Die Anasazi waren ein prähistorisches indianisches Volk im Südwesten der heutigen Vereinigten Staaten von Amerika, das dort von etwa 500 bis 1300 n. Chr. siedelte. Man geht davon aus, dass die Pueblo-Indianer Nachfahren der Anasazi sind. Ihren Namen bekamen sie von den Navajos, er bedeutet soviel wie „die Alten“. Die Anasazi waren ein Volk das hauptsächlich vom Ackerbau lebte und eine hoch stehende Kultur entwickelte. So bauten sie vor allem Mais, Bohnen, Paprika und anderes Gemüse an, während die Jagd zur Ergänzung des Speiseplans diente. Ihre Heimat war die heutige „Four Corner“ Region, also Colorado, Arizona, New Mexico und Utah.

 

Die ersten Jahrhunderte lebten die Anasazi in Grubenhäusern, so genanten „pithouses“.

 

 

 pit house

 „pit house“ im Mesa Verde National Park

 

 

 

Später, ab etwa 500 n. Chr. bauten die Anasazi nur noch überirdische Steinhäuser auf der Mesa, allerdings blieben die unterirdischen Wohngruben in Erinnerung, die Anasazi und später auch die Pueblo nutzen runde in die Erde hineingelassene Räume als Kivas, Versammlungs- und Zeremonieräume.

 

Erst gegen Ende des 12. Jahrhunderts begannen sie in mehrstöckigen Felswohnungen in so genannten „cliff dwellings“ zu wohnen. Nur über in die Felswände geschlagene Treppen gelangte man auf die Hochebene, um dort z. B. die Felder zu bestellen. Diese beeindruckenden in die Canyonwände gebauten Gebäude kann man heute noch z.B. im Mesa Verde National Park bewundern.

 

 

                                                                    cliff dwelling (cliff palace) im Mesa Verde National Park

Cliff Palace, ein cliff dwelling im Mesa Verde National Park

  

 

Die Kultur war weit entwickelt, so führten breite Straßen durch das heutige Chaco Canyon National Monument und verbanden die Siedlungen der Anasazi mit  den Hochkulturen im heutigen Mexiko.

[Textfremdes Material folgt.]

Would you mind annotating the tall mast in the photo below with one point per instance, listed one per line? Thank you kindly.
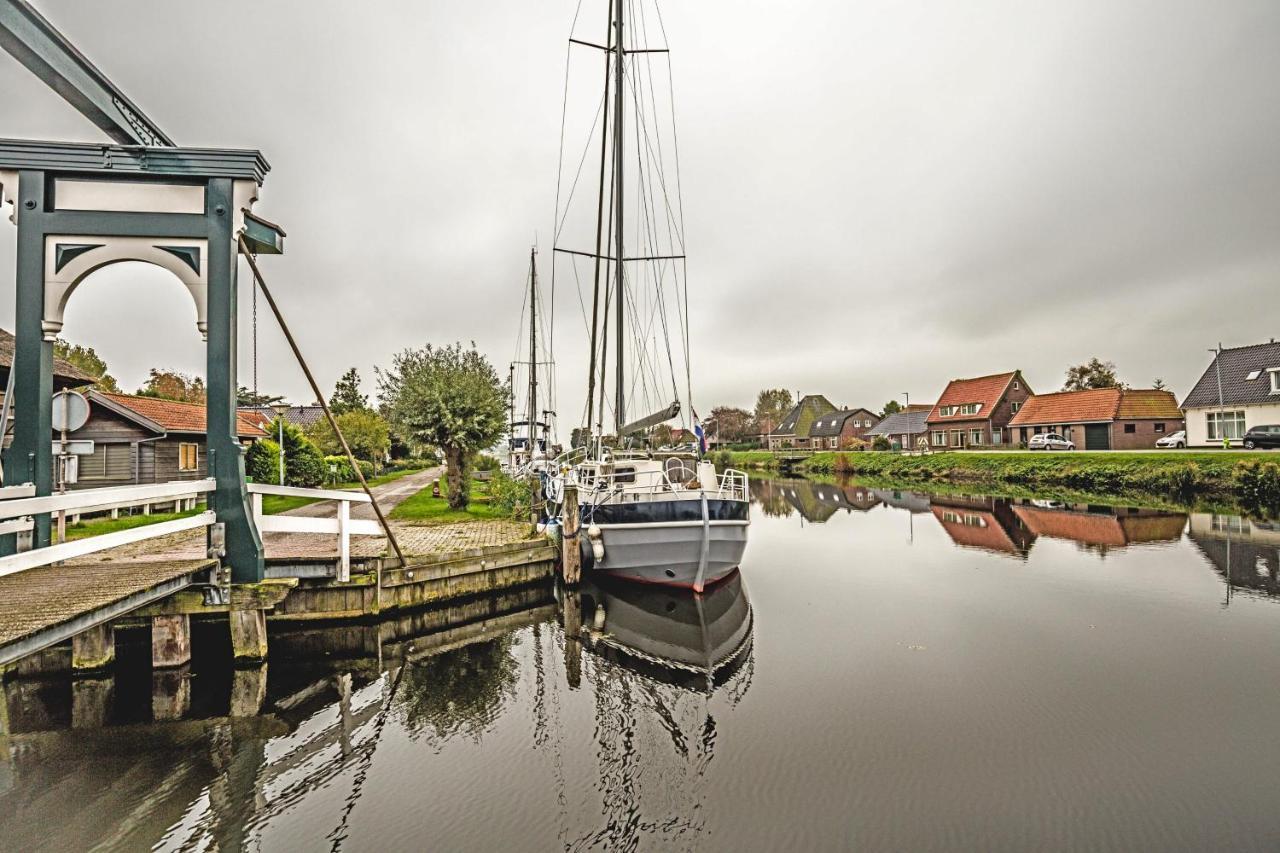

Doch schon 1050 n. Chr. Brach die Chaco Kultur aus unbekannten Gründen wieder zusammen. Man findet dort viele Wohnkomplexe, der Fünf Stockwerke zählende Pueblo Bonito mit knapp 800 Räumen und über einem dutzend Kivas gehört zu den beeindruckendsten  Bauwerken im Chaco Canyon.

 

Gegen 1400 n. Chr. Aber verschwanden die Anasazi, ihre Siedlungen wurden verlassen, warum, darüber rätseln die Wissenschaftler noch heute. Theorien nach könnten Trockenheit, ein abbrechen der Handelsbeziehungen, Angriffe der Apachen und Navajo oder auch Überbevölkerung Gründe für das Verschwinden der Anasazi sein.

 

Vermutlich zogen die überlebenden Anasazi ins Rio Grande Valley im US-Bundesstaat New Mexico und errichteten dort neue Dörfer und Siedlungen. Im frühen 16. Jahrhundert kamen Spanier, die auf der Suche nach den sieben goldenen Städten von Cibola waren durch die Gegend. Obwohl sie aus vielen verschiedenen Stämmen bestanden, wurden sie von den Spaniern „Pueblos“ benannt.